Building Multi-Step Agents | Architect

A single prompt call is a question. An agent is a conversation with a purpose. The difference is that an agent knows what it is trying to accomplish and keeps working until it gets there.

Analyze Phase

What Makes Something an Agent

01

The Four Agent Properties

Goal-directed: Has a defined objective, not just a task. An agent knows what success looks like and works toward it.

Tool-using: Can take actions beyond text generation — search, read files, call APIs, execute commands. It expands its capability beyond language.

Memory-aware: Maintains context across steps, not just within one call. It remembers what it learned in step 2 when it reaches step 5.

Self-evaluating: Can assess its own output and decide if it meets the goal. If not, it loops and tries again.

02

Agent vs. Chain vs. Single Call

Single call: One prompt, one response. You ask a question, AI answers. Done.

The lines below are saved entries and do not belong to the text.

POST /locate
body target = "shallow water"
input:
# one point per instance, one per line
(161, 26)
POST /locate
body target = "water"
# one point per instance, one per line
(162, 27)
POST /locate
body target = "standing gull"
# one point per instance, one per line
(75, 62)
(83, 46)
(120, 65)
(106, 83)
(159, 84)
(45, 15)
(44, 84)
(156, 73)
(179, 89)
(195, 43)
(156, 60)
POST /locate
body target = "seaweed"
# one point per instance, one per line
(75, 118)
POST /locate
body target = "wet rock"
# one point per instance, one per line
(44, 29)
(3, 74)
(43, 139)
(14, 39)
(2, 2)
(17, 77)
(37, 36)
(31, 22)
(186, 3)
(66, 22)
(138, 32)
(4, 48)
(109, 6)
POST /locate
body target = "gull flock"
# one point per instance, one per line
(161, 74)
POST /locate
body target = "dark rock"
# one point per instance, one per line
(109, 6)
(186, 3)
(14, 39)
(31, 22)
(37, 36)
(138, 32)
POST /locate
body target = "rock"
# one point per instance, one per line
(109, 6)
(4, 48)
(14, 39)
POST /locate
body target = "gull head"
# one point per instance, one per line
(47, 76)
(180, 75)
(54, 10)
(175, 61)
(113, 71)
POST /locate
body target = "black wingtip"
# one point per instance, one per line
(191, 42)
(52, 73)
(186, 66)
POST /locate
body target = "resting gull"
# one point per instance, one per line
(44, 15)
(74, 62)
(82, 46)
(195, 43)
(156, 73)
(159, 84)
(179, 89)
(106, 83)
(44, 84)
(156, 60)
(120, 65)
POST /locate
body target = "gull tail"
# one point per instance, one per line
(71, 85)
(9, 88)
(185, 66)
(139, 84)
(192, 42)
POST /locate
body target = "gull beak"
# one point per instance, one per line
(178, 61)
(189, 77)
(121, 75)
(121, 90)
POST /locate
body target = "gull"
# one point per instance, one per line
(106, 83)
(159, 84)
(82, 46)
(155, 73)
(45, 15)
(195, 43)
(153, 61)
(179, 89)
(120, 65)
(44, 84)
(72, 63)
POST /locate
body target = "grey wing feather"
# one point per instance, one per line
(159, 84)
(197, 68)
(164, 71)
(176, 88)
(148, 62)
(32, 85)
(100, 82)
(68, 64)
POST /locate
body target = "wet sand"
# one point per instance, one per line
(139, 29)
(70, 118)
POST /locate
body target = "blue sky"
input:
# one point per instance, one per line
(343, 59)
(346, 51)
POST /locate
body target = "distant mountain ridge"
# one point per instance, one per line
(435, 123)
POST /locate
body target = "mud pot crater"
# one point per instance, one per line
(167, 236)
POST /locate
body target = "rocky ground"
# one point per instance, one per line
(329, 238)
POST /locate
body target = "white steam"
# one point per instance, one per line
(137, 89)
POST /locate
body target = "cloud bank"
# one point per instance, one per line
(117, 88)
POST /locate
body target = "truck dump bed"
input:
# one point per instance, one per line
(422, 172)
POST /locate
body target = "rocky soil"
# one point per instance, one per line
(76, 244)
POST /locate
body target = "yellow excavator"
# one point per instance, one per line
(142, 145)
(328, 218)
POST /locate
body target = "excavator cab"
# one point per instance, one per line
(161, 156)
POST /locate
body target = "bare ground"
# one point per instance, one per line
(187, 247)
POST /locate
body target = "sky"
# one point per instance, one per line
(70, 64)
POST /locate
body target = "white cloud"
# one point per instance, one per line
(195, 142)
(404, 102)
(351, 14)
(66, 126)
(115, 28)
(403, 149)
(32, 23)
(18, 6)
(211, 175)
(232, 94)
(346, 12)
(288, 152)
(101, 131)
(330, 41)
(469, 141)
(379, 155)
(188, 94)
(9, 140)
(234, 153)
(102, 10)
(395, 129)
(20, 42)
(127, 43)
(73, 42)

Chain: Fixed sequence of calls. Step 1 → Step 2 → Step 3. The path is predetermined.

Agent: Dynamic. It decides what to do next based on results. If it finds what it's looking for at step 2, it skips step 3. If it needs more information, it loops.

03

The ReAct Loop (Reason → Act → Observe)

Every agent runs a loop: Reason (what do I know? what do I need?) → Act (call a tool or API) → Observe (what did I get back?) → Repeat until goal met or max steps reached.

This loop is the heartbeat of every agent. Understanding it explains agent behavior completely.

The danger of agents is infinite loops and runaway costs. Every agent you build must have: a maximum step count, a cost ceiling, and a human escalation path. These are not optional — they are architecture requirements.

Integrate Phase

Building a Research Agent

04

Agent Architecture Diagram

Input: research question

Step 1: Claude decides what to search

Step 2: Search tool returns results

Step 3: Claude evaluates results

Step 4: Claude synthesizes or loops

Output: structured research report

This is the basic pattern. Every research agent follows this skeleton.

05

The Tool Interface Pattern

Every tool your agent uses needs a clean interface:

name: What is this tool called?
description: When should Claude use it? (This is critical — Claude uses the description to decide WHEN to use the tool)
input_schema: What data does it need?
output_schema: What does it return?

Claude uses the description to decide WHEN to use the tool. The schema tells it HOW.

06

Python Agent Skeleton

def run_agent(question, max_steps=5):
    step = 0
    messages = [{"role": "user", "content": question}]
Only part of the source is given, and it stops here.